夜の王都を離れ、孤児院の門をくぐると、子どもたちの寝息が静かに響きます。

 銀色の月光が窓から差し込み、床に影を落としておりましたわ。


 「ふふ……今宵も、無事に眠っておりますのね。」

 わたくしは静かに歩き、子どもたち一人ひとりの寝顔を確かめます。


 ――思えば、過去のあの日。

 ルカを救えなかった夜の痛みが、今のわたくしを突き動かしておりますの。

 誰一人、二度と絶望に呑まれぬように。


 「クラウス、今回の件も踏まえて、孤児院の警備を改めて見直しましょう。
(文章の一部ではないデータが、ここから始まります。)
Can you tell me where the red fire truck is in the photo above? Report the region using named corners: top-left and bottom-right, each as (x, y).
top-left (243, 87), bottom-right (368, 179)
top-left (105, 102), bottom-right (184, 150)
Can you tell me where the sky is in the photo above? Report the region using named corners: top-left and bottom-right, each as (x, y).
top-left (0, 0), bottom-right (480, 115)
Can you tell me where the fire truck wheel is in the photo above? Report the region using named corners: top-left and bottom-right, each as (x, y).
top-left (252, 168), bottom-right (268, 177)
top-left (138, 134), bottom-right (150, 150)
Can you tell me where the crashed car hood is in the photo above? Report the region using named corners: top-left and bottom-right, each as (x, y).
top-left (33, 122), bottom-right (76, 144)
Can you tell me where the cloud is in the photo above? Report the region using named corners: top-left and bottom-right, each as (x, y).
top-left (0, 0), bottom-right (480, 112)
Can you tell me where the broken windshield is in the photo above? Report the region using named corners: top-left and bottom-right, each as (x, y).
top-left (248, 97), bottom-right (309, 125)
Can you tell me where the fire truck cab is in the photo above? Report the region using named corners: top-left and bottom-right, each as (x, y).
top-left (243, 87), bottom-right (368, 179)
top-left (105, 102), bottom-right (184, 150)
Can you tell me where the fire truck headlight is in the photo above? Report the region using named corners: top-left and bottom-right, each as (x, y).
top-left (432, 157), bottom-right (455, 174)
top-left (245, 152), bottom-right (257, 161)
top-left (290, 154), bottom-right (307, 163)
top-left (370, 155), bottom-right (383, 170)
」

 「承知いたしました、セシリア様。具体的には?」

 「まず、周囲の監視を昼夜問わず強化いたしますの。

  ただ立っているだけの門番では意味がございませんわ。」


 わたくしは地図を広げ、建物の配置、窓の高さ、壁の強度、そして逃走経路まで細かく確認いたしました。

 「この屋根の角度なら、夜間の監視も容易ですわね。

  クラウス、ここに見張り台を追加しましょう。

  そして屋内は、逃げ道を確保しつつ、鍵と扉を二重に。」


 クラウスは静かに頷き、メモを取りつつ申します。

 「全て、貴女様のお考えの通りにいたします。

  さすがは白薔薇の君、全ての要素を計算なさる。」

 「ふふ……白薔薇の君でございますもの。

  美しく守るには、戦略もまた優雅でなければ。」


 窓の外、月光が石畳を白く照らす。

 風に揺れる白薔薇の香りが、孤児院の空気を柔らかく包み込みます。


 「そして、子どもたち自身も自分を守れるように少しずつ教えますの。

  ただし、恐怖ではなく、自らの意志で選ぶ強さを知ること……。」

 「そのように育てるのも、貴女様の方針でございますね。」

 「えぇ、クラウス。強さとは、刃を振るうことだけではなく、守るべきものを守る心のことですわ。」


 わたくしたちは静かに孤児院を見回り、見落としがないか確認する。

 窓の鍵、屋根の補強、見張り台、地下室への通路……すべてが、夜の静寂の中で整えられていきますわ。


 「これで少しは安心ですわね、クラウス。」

 「はい、セシリア様。貴女様の指揮の下、孤児院は盤石にございます。」


 わたくしは子どもたちの寝室の扉を閉め、月明かりに白薔薇の影を落としました。

 「——誰も、あの夜のように絶望に呑まれぬように。」

 夜の空気が、わたくしの決意を静かに抱きしめます。


 白薔薇の君は、今宵もまた、静かに誓うのでございます。

 守るべき者のために――優雅に、そして確実に。